Link to Pubmed [PMID] – 37751712
Link to DOI – 10.1016/j.cub.2023.07.054
Curr Biol 2023 Sep; 33(18): R966-R985
Tissue deformation mediated by collective cell contractility is a signature characteristic of animals. In most animals, fast and reversible contractions of muscle cells mediate behavior, while slow and irreversible contractions of epithelial or mesenchymal cells play a key role in morphogenesis. Animal tissue contractility relies on the activity of the actin/myosin II complex (together referred to as ‘actomyosin’), an ancient and versatile molecular machinery that performs a broad range of functions in development and physiology. This review synthesizes emerging insights from morphological and molecular studies into the evolutionary history of animal contractile tissue. The most ancient functions of actomyosin are cell crawling and cytokinesis, which are found in a wide variety of unicellular eukaryotes and in individual metazoan cells. Another contractile functional module, apical constriction, is universal in metazoans and shared with choanoflagellates, their closest known living relatives.

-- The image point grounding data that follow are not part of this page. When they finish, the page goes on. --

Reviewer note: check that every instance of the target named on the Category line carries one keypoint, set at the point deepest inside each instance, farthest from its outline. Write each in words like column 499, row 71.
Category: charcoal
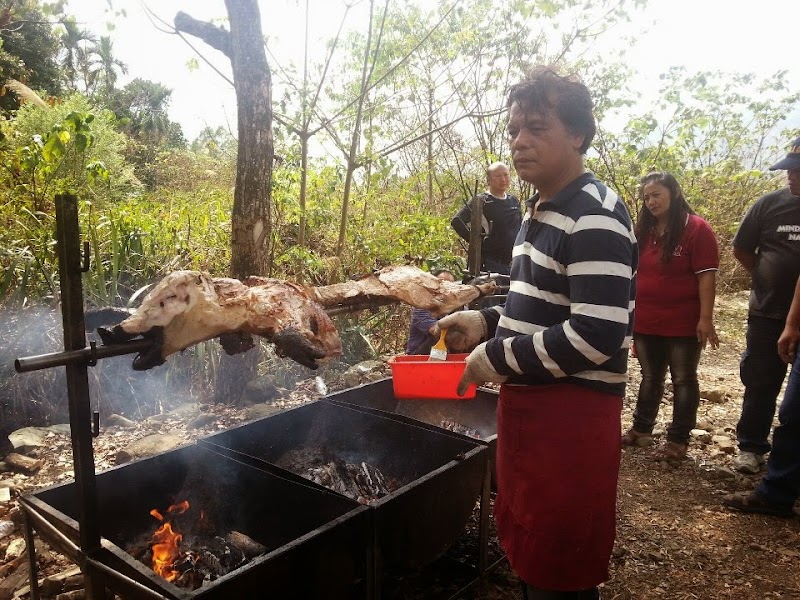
column 459, row 428
column 362, row 482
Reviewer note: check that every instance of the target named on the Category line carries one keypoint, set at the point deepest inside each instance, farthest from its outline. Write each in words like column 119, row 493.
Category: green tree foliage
column 46, row 151
column 75, row 44
column 141, row 109
column 28, row 49
column 717, row 133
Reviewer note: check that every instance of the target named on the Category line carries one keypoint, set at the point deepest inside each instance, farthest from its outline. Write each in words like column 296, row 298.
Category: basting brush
column 439, row 350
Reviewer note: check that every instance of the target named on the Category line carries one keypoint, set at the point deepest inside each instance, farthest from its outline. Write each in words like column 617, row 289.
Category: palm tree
column 73, row 40
column 107, row 64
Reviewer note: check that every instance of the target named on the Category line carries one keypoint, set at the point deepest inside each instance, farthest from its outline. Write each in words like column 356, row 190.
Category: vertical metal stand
column 33, row 568
column 475, row 234
column 70, row 266
column 483, row 526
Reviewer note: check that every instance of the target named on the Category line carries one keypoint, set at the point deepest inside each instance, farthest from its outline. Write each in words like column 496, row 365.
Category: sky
column 699, row 34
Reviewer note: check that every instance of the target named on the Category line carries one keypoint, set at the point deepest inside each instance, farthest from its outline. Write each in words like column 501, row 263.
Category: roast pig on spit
column 188, row 307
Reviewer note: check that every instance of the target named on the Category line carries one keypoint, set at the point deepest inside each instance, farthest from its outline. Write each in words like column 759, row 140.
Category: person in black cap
column 778, row 491
column 502, row 217
column 767, row 245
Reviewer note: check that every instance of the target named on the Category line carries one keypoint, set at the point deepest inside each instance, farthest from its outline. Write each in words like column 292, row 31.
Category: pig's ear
column 151, row 357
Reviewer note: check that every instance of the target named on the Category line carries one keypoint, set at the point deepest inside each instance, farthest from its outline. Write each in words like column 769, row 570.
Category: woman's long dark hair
column 678, row 209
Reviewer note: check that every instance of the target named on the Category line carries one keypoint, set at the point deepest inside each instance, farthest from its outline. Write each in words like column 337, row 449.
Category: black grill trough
column 319, row 544
column 437, row 477
column 478, row 414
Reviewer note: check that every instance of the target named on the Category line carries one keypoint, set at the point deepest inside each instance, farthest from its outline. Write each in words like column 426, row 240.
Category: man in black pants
column 501, row 220
column 768, row 246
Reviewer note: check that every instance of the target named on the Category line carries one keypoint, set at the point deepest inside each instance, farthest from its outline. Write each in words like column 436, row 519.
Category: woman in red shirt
column 678, row 263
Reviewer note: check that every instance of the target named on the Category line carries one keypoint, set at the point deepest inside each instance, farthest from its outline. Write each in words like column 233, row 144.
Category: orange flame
column 165, row 550
column 166, row 543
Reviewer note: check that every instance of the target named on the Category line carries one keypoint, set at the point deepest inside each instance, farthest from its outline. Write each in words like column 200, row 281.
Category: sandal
column 631, row 438
column 753, row 502
column 670, row 451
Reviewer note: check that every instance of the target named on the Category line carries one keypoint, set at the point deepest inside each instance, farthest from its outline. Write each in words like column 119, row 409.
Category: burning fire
column 166, row 543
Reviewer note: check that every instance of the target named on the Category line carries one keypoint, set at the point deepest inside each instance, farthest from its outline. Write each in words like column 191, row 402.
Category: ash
column 361, row 482
column 459, row 428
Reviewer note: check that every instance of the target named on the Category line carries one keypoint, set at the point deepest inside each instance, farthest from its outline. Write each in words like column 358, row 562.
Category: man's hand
column 706, row 333
column 479, row 370
column 465, row 330
column 787, row 344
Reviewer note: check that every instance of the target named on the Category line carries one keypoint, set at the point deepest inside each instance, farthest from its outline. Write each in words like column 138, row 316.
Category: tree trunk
column 251, row 224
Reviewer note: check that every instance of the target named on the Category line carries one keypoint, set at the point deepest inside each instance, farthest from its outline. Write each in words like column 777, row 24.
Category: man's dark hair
column 544, row 89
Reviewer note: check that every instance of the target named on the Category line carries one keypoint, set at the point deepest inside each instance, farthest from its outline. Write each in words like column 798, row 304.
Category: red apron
column 558, row 454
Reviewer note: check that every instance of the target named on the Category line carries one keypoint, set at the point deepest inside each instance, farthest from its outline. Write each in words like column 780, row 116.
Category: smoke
column 39, row 398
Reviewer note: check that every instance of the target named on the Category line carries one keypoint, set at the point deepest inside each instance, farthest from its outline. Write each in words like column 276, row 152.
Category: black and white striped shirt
column 569, row 312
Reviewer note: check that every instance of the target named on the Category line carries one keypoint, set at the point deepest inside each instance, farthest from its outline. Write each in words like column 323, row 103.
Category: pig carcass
column 187, row 307
column 402, row 283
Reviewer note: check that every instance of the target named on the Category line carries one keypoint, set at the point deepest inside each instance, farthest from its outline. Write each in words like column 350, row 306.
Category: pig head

The evolution of animal contractile tissue involved two key innovations: firstly, the ability to coordinate and integrate actomyosin assembly across multiple cells, notably to generate supracellular cables, which ensure tissue integrity but also allow coordinated morphogenesis and movements at the organism scale; and secondly, the evolution of dedicated contractile cell types for adult movement, belonging to two broad categories respectively defined by the expression of the fast (striated-type) and slow (smooth/non-muscle-type) myosin II paralogs. Both contractile cell types ancestrally resembled generic contractile epithelial or mesenchymal cells and might have played a versatile role in both behavior and morphogenesis. Modern animal contractile cells span a continuum between unspecialized contractile epithelia (which underlie behavior in modern placozoans), epithelia with supracellular actomyosin cables (found in modern sponges), epitheliomuscular tissues (with a concentration of actomyosin cables in basal processes, for example in sea anemones), and specialized muscle tissue that has lost most or all epithelial properties (as in ctenophores, jellyfish and bilaterians). Recent studies in a broad range of metazoans have begun to reveal the molecular basis of these transitions, powered by the elaboration of the contractile apparatus and the evolution of ‘core regulatory complexes’ of transcription factors specifying contractile cell identity.